For orphans and vulnerable children, HIV and AIDS can significantly change their lives. Almost 2 per cent of Cambodia’s children have lost their parents to an AIDS-related illness or are living in an AIDS-affected household. Many more children are left in vulnerable situations due to HIV.
Limited financial resources and even fewer social safety nets exist to support orphans and vulnerable children, including children affected by HIV and AIDS. Inadequate oversight at orphanages combined with an alternative care policy that lacks proper implementation has left many vulnerable children without proper care and with little hope to improve their lives.
UNICEF works with the government to ensure these children have the necessary support to reverse the affects and impact of HIV and AIDS and to help children realize their rights to a safe, supportive environment in which to grow up.
What we do
- Support the government to develop a routine monitoring and evaluation system to monitor, analyse and report on the scope and type of basic essential services delivered to orphans, children affected by HIV and AIDS and other vulnerable children.
- Work with the government and civil society, including Buddhist monks, to expand and support the provision of quality care and support to supplement the household’s ability to care for vulnerable children.
- Promote access of vulnerable children and their caregivers to essential services, including social protection programmes.
- Assist the government to provide vulnerable children in need of alternative care, including children affected by HIV and AIDS, with access to safe, appropriate alternative care options.
- Support the government to improve coordination, linkages and referral among social, health, education and communitybased services at the local level, in line with local governance reform and the national social protection strategy.
National and provincial government and non-government partners with religious stakeholders implemented a largescale care and support programme for people living with HIV and their children.

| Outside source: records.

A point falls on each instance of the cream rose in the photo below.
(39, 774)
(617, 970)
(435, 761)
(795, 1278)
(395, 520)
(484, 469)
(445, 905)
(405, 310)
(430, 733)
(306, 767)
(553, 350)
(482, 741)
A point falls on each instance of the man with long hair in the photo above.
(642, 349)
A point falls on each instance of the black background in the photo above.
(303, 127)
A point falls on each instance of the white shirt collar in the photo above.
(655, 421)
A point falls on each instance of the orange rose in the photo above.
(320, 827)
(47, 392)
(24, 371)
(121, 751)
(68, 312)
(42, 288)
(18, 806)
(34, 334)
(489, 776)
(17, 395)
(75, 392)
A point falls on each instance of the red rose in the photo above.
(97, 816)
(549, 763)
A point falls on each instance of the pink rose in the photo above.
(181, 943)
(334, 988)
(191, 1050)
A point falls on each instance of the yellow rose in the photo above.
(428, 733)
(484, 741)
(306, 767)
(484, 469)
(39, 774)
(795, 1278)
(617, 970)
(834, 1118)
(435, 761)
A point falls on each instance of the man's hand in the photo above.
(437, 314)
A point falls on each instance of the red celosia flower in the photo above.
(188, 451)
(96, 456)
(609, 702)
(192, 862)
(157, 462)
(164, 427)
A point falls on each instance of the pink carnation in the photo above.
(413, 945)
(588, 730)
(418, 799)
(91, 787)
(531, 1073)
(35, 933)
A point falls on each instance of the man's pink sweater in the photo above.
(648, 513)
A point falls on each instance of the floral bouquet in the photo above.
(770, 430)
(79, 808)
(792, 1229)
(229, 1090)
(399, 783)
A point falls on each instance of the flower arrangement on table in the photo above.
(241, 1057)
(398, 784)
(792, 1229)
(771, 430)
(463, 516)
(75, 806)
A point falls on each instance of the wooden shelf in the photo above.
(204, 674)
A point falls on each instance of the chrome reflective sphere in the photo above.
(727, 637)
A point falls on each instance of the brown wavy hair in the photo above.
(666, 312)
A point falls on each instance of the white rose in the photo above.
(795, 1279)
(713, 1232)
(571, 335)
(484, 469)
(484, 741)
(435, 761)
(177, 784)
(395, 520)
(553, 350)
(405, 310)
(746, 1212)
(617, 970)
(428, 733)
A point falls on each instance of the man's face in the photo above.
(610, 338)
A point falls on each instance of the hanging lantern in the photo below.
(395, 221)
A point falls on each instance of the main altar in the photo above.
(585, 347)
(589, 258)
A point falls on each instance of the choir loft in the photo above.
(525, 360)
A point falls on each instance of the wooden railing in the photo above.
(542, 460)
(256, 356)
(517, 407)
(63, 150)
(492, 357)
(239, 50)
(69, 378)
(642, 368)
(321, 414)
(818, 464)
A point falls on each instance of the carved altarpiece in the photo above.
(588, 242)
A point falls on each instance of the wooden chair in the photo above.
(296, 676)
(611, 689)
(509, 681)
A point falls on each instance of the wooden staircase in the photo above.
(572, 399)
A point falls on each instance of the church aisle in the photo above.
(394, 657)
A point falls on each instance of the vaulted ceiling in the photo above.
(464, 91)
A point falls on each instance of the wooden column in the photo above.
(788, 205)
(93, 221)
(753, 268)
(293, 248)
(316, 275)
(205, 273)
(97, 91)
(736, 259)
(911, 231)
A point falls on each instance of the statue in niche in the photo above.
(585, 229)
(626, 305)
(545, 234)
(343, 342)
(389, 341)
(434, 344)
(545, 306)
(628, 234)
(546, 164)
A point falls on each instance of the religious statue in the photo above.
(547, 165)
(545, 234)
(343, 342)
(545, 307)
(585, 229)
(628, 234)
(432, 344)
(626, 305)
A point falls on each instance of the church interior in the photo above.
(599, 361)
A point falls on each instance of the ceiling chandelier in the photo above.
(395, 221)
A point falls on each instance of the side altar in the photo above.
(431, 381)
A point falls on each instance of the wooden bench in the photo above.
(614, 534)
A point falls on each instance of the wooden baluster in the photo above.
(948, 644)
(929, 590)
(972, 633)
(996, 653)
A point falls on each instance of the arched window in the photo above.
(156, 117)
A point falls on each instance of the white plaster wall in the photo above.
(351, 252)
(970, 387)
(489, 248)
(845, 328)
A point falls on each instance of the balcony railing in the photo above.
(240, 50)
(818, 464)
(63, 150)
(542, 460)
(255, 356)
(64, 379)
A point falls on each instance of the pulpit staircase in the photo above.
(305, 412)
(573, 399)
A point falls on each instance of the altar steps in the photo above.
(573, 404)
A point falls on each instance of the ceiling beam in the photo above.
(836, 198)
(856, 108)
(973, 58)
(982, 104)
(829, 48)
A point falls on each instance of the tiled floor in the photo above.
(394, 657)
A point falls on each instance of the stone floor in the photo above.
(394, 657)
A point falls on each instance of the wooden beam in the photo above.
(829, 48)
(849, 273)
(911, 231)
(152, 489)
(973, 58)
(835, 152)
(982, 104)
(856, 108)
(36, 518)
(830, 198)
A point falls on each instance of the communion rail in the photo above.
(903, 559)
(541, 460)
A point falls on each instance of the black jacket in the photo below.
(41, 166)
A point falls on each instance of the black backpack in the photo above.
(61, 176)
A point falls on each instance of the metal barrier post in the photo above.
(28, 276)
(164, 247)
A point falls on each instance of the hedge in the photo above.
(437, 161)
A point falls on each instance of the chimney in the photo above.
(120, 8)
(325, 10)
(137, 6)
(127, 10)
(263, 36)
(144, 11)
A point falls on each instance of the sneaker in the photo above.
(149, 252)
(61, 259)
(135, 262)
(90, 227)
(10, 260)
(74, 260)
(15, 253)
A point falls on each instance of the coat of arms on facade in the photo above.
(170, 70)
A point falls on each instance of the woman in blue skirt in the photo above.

In 2010 alone, nearly 5,000 adults living with HIV and 3,358 children affected by HIV received spiritual, material and cash support from Buddhist monks in half of the nation’s provinces. More communities are starting to take the initiative in caring for children impacted by HIV and AIDS, as 70 per cent of the nation’s communes had at least one organization that provided HIV and AIDS-related care and support to families with orphans and vulnerable children.